Number of triplets for which $\gcd(a,b,c)=1$ and $c=n$

Question

As stated in A123323:

Number of triples a,b,c with a<=b<=c<a+b, gcd(a,b,c)=1 and c=n.
......
A123323(n)=sumdiv(n, d, floor((d+1)^2/4)*moebius(n/d))

How to get this formula and how Moebius transformation works? Thanks.

Answer 1

The Möbius function $\mu$ is defined as $$\mu(n) = \cases{0 & \text{if $n$ is not squarefree}\\1 & \text{if $n$ has an even number of prime divisors} \\ -1 & \text{if $n$ has an odd number of divisors}}$$ A priori, it's not immediately obvious why we should study a function such as this. I mean it is rather exotically defined. However, it turns out that this function is deeply connected to many parts of mathematics, in particular number theory and combinatorics, and finds many uses, such as Möbius inversion.

What we will see is that the number of non-degenerate integer triangles is intimately related to the number of coprime integer triangles. We shall see that the two counts are related through Möbius inversion, which is precisely why the Möbius transformation shows up. There are many resources available on Möbius inversion so I will not elaborate on it.

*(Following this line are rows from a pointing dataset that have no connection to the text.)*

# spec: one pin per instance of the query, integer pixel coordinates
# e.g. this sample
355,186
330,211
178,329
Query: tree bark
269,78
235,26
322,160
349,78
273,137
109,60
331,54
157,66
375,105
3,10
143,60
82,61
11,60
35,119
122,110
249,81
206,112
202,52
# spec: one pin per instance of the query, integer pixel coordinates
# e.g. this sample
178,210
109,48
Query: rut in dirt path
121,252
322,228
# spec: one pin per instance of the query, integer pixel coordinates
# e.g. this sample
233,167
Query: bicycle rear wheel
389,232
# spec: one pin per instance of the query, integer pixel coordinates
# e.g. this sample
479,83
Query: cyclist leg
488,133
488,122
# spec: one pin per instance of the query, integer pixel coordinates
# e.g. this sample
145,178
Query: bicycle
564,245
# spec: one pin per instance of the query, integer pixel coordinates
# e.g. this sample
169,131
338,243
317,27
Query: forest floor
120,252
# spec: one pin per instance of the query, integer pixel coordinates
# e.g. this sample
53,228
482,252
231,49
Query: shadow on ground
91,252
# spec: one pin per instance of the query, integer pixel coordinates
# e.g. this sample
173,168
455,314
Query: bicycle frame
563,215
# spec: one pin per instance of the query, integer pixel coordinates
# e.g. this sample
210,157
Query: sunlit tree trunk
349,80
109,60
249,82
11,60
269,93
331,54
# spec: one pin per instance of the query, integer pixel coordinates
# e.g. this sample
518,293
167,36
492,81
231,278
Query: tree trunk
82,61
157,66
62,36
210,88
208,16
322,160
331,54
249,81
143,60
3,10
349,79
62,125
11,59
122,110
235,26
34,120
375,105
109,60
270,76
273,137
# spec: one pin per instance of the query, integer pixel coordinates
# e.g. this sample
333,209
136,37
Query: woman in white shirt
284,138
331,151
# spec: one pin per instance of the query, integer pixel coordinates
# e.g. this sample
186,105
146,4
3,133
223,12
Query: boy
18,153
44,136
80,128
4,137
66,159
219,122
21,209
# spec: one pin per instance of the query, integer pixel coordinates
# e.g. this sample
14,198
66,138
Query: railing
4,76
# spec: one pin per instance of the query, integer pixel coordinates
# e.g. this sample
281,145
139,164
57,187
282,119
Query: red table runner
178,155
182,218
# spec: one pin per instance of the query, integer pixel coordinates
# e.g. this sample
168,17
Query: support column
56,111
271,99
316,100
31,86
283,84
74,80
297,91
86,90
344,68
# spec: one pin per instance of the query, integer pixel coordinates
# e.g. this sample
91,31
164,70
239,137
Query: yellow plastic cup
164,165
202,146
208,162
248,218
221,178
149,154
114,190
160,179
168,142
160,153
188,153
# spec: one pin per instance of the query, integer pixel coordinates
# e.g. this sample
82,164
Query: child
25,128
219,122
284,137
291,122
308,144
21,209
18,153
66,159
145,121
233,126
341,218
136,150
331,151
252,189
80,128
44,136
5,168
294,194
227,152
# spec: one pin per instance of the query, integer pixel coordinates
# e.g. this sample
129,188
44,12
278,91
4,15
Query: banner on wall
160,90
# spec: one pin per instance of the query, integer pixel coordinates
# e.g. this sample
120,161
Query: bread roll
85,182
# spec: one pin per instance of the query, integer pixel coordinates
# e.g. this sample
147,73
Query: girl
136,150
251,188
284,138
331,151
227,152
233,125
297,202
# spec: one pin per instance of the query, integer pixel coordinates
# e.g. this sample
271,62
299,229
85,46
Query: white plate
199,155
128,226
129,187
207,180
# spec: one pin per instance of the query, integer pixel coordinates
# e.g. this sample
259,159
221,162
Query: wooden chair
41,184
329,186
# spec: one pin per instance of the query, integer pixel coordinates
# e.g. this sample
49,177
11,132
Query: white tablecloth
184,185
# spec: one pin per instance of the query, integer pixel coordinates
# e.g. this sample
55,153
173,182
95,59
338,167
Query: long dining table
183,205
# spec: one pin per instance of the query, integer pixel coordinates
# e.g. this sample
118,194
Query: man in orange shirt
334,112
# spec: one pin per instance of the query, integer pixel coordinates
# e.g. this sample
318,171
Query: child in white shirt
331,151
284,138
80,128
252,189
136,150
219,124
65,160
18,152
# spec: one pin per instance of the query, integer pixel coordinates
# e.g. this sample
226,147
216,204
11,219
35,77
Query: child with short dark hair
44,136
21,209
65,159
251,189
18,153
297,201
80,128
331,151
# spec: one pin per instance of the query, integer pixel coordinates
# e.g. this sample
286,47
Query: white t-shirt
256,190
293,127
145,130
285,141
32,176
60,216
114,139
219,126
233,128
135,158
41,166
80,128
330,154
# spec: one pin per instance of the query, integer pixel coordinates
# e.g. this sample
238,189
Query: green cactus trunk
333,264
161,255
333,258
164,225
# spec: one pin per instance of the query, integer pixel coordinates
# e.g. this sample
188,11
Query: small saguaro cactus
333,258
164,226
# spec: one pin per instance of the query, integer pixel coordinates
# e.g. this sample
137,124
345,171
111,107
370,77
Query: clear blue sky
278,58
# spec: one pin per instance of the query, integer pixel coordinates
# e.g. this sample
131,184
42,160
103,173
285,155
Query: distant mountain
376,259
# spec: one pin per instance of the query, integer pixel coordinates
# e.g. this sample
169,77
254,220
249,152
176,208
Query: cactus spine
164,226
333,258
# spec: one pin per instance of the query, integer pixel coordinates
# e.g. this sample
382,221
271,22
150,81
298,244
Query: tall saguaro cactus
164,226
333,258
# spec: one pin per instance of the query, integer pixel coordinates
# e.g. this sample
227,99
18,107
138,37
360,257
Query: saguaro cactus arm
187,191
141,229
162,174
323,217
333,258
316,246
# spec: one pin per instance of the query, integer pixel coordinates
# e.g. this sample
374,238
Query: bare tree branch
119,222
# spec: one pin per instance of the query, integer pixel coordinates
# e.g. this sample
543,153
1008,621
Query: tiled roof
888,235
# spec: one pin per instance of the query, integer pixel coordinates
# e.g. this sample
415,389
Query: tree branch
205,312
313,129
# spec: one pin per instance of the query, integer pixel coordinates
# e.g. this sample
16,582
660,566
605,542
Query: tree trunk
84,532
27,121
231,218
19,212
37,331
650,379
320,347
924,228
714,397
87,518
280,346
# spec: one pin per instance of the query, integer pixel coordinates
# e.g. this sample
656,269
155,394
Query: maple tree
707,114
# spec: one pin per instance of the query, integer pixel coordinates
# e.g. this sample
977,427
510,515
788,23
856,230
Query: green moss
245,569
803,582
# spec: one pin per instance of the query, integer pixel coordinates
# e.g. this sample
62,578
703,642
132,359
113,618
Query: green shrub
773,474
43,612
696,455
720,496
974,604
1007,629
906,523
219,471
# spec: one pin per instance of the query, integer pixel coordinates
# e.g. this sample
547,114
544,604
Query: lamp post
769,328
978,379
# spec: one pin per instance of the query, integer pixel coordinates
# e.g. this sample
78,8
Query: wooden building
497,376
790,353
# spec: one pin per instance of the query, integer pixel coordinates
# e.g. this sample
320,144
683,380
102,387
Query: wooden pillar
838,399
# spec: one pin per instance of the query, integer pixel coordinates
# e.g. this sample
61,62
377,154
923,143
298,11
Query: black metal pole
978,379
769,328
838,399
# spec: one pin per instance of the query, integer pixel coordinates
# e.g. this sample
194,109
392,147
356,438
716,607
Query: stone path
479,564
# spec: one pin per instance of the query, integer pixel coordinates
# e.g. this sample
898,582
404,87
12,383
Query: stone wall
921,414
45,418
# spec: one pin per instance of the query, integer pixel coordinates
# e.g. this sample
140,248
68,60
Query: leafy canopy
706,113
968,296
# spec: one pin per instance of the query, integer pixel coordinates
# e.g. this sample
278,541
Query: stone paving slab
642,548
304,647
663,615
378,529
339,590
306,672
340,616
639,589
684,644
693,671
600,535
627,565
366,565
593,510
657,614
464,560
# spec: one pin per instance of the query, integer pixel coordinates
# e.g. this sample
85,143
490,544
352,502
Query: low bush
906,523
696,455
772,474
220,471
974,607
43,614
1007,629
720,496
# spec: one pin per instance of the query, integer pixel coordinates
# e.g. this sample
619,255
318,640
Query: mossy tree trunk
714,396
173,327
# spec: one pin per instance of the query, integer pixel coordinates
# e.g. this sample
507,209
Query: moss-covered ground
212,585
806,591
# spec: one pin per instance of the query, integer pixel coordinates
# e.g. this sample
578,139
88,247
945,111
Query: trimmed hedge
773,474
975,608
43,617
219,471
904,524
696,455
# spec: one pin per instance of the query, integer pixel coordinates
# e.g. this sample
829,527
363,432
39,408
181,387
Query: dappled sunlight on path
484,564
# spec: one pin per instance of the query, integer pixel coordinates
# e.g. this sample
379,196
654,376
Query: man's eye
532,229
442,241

Instead, I will jump right into its use.

Note that the floor term in your sum actually counts the total number of non-degenerate$^1$ integer triangles with max side length $c=n$, which we will denote as $g(n)$: $$g(n) = \left\lfloor \frac{(n+1)^2}{4} \right\rfloor$$ Proving this fact will take us too far afield, so I will simply provide a reference.

The key insight here is that each triangle has a particular $\gcd$. Let $f_d(n)$ count the number of integer triangles with max side length $c=n$ and $\gcd(a,b,c) = d$. Then we have the relation $$g(n) = \sum_{d\mid n} f_d(n)$$ This simply says that each triangle has a particular value for its $\gcd$, which necessarily must divide $c=n$. Note that $f_1(n)$ is the value we want, which counts the number of such triangles with coprime sides.

Now, a triangle $(a,b,c)$ has $\gcd(a,b,c)=d$ if and only if the triangle $\left(\frac{a}{d},\ \frac{b}{d},\ \frac{c}{d}\right)$ is coprime. This means that $$f_d(n) = f_1\left(\frac{n}{d}\right)$$ But this allows us to express $g$ solely in terms of $f_1$: $$g(n) = \sum_{d\mid n}f_1\left(\frac{n}{d}\right)$$ This is precisely the condition which allows us to apply Mobius inversion. So we then get $$f_1(n) = \sum_{d\mid n}g(d)\mu\left(\frac{n}{d}\right) = \sum_{d\mid n}\left\lfloor \frac{(d+1)^2}{4} \right\rfloor\mu\left(\frac{n}{d}\right)$$ which is precisely the formula we were after.

$^1$ This sequence actually counts only non-degenerate (i.e. not collapsed into a line) integer triangles with coprime sides. This is required by the strict inequality $c < a+b$. Interestingly, if the inequality were not strict, then you would replace $d+1$ by $d+2$ in the floor function.